What’s important is that we should give much more explicit feedback to our private AI about how it should be behaving or what we exactly find and do not find useful in it’s behavior. This is absolutely needed to build strong private top layers to make such a system useful. As an example, Google search is nowhere near specific enough in receiving feedback for its usefulness, since you cannot tell whether you found the information or did succeed in what you wanted to achieve in a way you liked. Instead it’s driven by its cost per click model and what advertisers want to achieve from a consumer (for example make an order on the website) instead of the consumer explicitly training the model on its usefulness.
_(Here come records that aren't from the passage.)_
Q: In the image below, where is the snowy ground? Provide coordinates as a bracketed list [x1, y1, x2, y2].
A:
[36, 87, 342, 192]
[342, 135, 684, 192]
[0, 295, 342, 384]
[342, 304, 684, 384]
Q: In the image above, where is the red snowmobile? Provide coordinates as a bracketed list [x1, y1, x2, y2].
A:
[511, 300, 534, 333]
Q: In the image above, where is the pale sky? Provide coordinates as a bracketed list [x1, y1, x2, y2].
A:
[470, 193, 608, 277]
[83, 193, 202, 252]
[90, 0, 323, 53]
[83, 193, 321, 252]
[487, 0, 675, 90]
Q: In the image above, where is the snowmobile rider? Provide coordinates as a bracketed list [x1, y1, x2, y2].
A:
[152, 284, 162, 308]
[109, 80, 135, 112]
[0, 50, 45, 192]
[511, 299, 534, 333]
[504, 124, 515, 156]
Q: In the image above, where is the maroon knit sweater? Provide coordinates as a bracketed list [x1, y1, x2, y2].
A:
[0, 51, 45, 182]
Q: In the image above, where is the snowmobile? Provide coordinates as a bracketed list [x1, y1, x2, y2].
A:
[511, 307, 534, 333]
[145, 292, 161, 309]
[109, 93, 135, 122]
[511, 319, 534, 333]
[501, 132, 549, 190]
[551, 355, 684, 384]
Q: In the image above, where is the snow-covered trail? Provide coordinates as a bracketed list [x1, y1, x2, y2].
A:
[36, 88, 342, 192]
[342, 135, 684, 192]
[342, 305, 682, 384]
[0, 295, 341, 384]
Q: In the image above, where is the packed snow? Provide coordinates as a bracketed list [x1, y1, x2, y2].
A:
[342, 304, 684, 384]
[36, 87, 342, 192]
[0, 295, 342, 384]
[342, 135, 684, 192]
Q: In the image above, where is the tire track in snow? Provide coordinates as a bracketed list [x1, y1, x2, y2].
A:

Similarly, Facebook is limited in continuously allowing users to train their personal algorithm, implicit in liking and following some topics and pages rather than getting continuous feedback on what users truly want when using Facebook. Moreover, Facebook is also listening to what advertisers want to achieve instead of giving consumers full control. At the very core of democratizing AI is rewarding AI for truly helping the individual decisionmaking, putting the current challenge in the fact that rewards are given by third parties (companies and organizations).

It won’t be easy. It might even take one or more additional AI winters before we get there. But I do believe this to be a possible scenario towards a bright AI future. Let’s hope either some of the tech giants change directions towards democratizing AI or some start-up will successfully disrupt the current industry by doing so.